Firstly, when t = 0, the parametric equations x = at, y = bt, and z = ct all yield 0, providing the zero vector (0, 0, 0), which belongs to w and ℝ3.

Secondly, for closure under vector addition, consider two points P1 = (a1t1, b1t1, c1t1) and P2 = (a2t2, b2t2, c2t2) in w. Their sum is (a1t1 + a2t2, b1t1 + b2t2, c1t1 + c2t2), which is another point on the line through the origin, therefore in w.

Finally, for closure under scalar multiplication, take any scalar k and point P = (at, bt, ct) in w. The product kP is (k*at, k*bt, k*ct), which is also on the line through the origin, so it remains in w.

Since w satisfies all three criteria, it is a subspace of ℝ3.

Answer 2

The subset w is a subspace of R^3 because it contains the zero vector, it is closed under vector addition, and it is closed under scalar multiplication, satisfying the three necessary criteria for being a subspace.

Step-by-step explanation:

To show that w is a subspace of R^3, we must verify that it satisfies the three subspace criteria:

1. It contains the zero vector.
2. It is closed under vector addition.
3. It is closed under scalar multiplication.

The line is represented by parametric equations x = at, y = bt, and z = ct. For the first criterion, if we choose t = 0, we find that x = y = z = 0, which is the zero vector in R^3, and therefore w satisfies the first criterion.

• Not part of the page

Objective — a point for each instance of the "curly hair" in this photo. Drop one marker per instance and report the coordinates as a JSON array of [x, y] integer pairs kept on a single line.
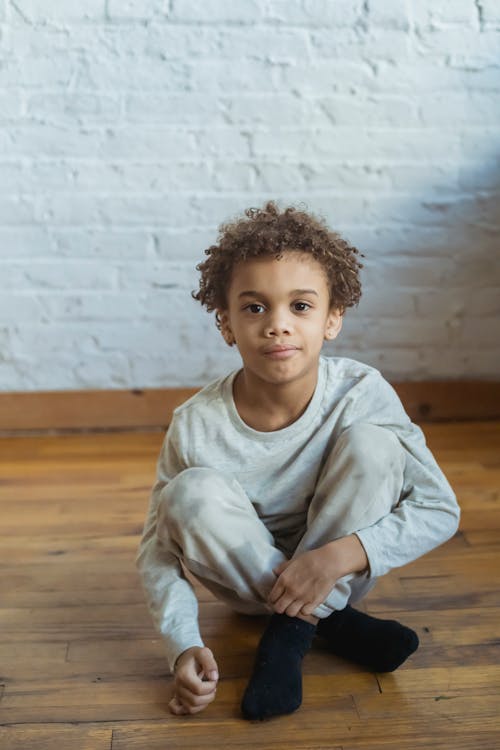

For the second criterion, let's take two vectors on the line: v1 = (a·t1, b·t1, c·t1) and v2 = (a·t2, b·t2, c·t2). Under vector addition, v1 + v2 = (a·(t1+t2), b·(t1+t2), c·(t1+t2)), which is the same as (a, b, c) multiplied by the scalar (t1 + t2). This means that the sum is still on the line, thus w is closed under vector addition.

For the third criterion, if we take any scalar κ and multiply it with a vector v1, we get κ v1 = (κ a·t1, κ b·t1, κ c·t1), which can also be written as (a, b, c) multiplied by the new scalar κ·t1. Hence, w is closed under scalar multiplication.

Therefore, since w satisfies all three criteria, it is indeed a subspace of R^3.